Enuresis nocturna es el término médico utilizado para definir el mojar la cama. La mayoría de los niños mojan la cama ocasionalmente, o incluso todas las noches durante los años de entrenamiento para ir al baño. De hecho, se estima que siete millones de niños en los Estados Unidos mojan sus camas regularmente. 

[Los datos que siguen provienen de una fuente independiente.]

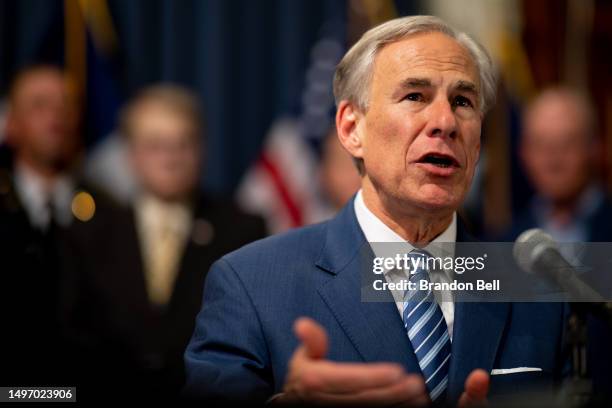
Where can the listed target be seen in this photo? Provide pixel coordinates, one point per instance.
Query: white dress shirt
(163, 231)
(36, 194)
(377, 231)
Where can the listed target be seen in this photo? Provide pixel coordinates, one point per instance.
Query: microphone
(537, 252)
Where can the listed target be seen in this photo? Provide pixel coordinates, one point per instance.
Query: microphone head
(529, 245)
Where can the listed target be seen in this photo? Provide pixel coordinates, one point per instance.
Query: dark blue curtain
(245, 58)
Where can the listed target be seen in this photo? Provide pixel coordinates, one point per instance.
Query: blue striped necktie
(427, 330)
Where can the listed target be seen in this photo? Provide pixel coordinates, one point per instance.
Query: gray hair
(354, 72)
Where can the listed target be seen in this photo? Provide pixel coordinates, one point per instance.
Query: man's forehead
(424, 55)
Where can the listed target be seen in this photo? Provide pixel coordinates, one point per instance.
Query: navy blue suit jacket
(243, 338)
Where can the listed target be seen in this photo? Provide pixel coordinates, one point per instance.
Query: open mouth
(439, 160)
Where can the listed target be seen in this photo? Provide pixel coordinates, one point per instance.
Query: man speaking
(283, 319)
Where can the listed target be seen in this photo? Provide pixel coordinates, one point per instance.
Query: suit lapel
(375, 328)
(477, 332)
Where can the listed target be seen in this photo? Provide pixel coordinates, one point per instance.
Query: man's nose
(442, 121)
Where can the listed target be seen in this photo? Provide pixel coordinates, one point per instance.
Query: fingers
(476, 389)
(311, 378)
(342, 378)
(409, 391)
(312, 336)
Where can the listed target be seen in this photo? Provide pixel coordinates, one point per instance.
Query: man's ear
(347, 121)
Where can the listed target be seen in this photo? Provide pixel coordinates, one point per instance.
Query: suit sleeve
(227, 357)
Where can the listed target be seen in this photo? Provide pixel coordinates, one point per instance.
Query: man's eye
(415, 97)
(463, 102)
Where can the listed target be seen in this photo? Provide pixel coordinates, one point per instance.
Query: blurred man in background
(37, 199)
(137, 275)
(560, 152)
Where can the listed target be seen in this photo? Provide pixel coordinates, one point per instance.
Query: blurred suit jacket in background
(121, 334)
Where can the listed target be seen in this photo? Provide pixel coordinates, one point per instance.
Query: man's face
(42, 121)
(421, 133)
(165, 151)
(556, 148)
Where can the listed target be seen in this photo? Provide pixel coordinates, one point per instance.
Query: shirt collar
(377, 231)
(34, 194)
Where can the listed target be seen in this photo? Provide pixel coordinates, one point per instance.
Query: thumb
(476, 389)
(312, 336)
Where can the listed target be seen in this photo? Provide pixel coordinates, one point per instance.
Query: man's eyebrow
(415, 82)
(466, 86)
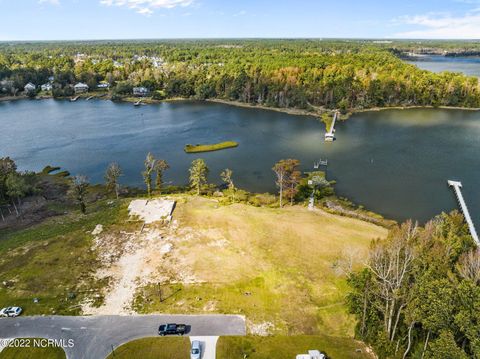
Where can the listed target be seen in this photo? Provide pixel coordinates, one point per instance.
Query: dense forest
(304, 74)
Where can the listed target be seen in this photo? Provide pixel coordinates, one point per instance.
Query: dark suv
(172, 329)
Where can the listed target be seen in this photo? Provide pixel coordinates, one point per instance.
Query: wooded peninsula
(304, 74)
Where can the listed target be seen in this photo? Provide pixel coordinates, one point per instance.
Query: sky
(158, 19)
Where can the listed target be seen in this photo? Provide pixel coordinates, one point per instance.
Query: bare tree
(287, 177)
(78, 190)
(391, 262)
(160, 167)
(150, 164)
(469, 266)
(112, 175)
(226, 177)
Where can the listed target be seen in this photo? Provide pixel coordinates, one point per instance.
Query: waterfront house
(46, 87)
(80, 87)
(140, 91)
(29, 87)
(103, 86)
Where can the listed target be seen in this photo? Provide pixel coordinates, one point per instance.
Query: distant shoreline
(317, 113)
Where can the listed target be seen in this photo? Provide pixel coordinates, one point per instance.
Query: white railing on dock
(457, 187)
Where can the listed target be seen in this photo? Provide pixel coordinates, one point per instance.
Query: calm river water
(394, 162)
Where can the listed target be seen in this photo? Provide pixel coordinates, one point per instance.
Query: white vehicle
(196, 351)
(10, 312)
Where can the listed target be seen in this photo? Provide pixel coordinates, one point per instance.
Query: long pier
(457, 187)
(330, 135)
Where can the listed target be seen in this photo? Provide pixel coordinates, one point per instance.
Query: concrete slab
(153, 210)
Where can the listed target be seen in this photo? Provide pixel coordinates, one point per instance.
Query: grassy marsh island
(210, 147)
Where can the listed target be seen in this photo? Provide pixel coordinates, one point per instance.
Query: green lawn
(287, 347)
(154, 348)
(32, 352)
(282, 269)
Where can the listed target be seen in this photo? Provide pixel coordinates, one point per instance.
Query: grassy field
(154, 348)
(53, 261)
(209, 148)
(251, 347)
(282, 268)
(287, 347)
(32, 352)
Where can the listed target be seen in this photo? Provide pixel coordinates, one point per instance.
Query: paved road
(94, 336)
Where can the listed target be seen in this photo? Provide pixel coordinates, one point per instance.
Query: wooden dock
(458, 191)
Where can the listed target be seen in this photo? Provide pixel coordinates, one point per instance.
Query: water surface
(470, 66)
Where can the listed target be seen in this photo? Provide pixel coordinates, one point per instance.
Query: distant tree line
(282, 73)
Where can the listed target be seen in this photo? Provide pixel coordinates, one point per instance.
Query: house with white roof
(46, 87)
(140, 91)
(29, 87)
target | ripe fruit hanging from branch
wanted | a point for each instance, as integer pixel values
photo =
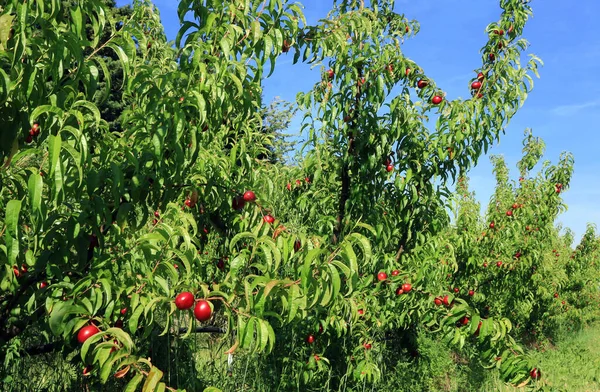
(86, 332)
(249, 196)
(269, 218)
(202, 310)
(476, 85)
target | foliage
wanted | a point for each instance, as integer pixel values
(106, 228)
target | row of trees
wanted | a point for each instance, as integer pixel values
(134, 170)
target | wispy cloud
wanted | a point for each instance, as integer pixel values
(569, 110)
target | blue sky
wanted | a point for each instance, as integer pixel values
(563, 109)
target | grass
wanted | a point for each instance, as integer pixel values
(573, 365)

Controlar la función de la vejiga durante el sueño suele ser la última etapa del entrenamiento para ir al baño. En otras palabras, es normal que los niños mojen la cama mientras duermen durante ese proceso de aprendizaje. Si un niño continúa mojándose más de dos veces al mes después de los 5 o 6 años, se considera un problema.

 

Mojar la cama en niños mayores puede ser simplemente el resultado de la inmadurez. La edad en la que los niños pueden controlar sus vejigas durante el sueño es variable. El control de la vejiga es un proceso complejo que implica la acción coordinada de los músculos, los nervios, la médula espinal y el cerebro. En este caso, el problema se resolverá a tiempo. Por otro lado, puede ser una indicación de una afección médica subyacente, como la obstrucción del tracto urinario. Si la enuresis persiste después de los 6 o 7 años, debe consultar a su pediatra

SÍNTOMAS

Mojar la cama se refiere a la micción involuntaria durante el sueño en niños mayores de 5 años. Mojar la cama puede ocurrir en cualquier momento durante la noche, pero generalmente sucede durante las primeras horas de sueño. Mojar la cama para niños mayores de 5 años no es infrecuente, pero si ocurre más de 2 a 3 veces al mes, los padres deben consultar a su pediatra.

TRATAMIENTO

Debido a que la enuresis tiende a ocurrir durante las primeras horas de sueño, un buen método para prevenirlo es asegurarse de que su hijo vaya al baño antes de acostarse. Los tratamientos de comportamiento comúnmente recetados para tratar el problema incluyen: 

  • Establecer una rutina regular para acostarse que incluya  ir al baño
  • Despertar a su hijo durante la noche antes de que normalmente moje la cama y lo lleve al baño
  • Desarrollar un sistema de recompensa para alentar a su hijo a las noches secas, como calcomanías 
  • Hablar con su hijo sobre las ventajas de ir al baño, como no tener que usar pañales y convertirse en un "niño grande"
  • Limitar las bebidas por la noche y las solicitudes de última hora, incluyendo el agua.
  • Usar una "almohadilla" que incorpore una alarma que se active cuando el pijama o la cama de su hijo se moje durante un accidente. Estos sistemas le enseñan a su hijo a despertarse antes de que ocurra la enuresis..

MOJAR LA CAMA 

Como último recurso, un médico puede recetar medicamentos para la enuresis, ya sea para su uso a corto o largo plazo.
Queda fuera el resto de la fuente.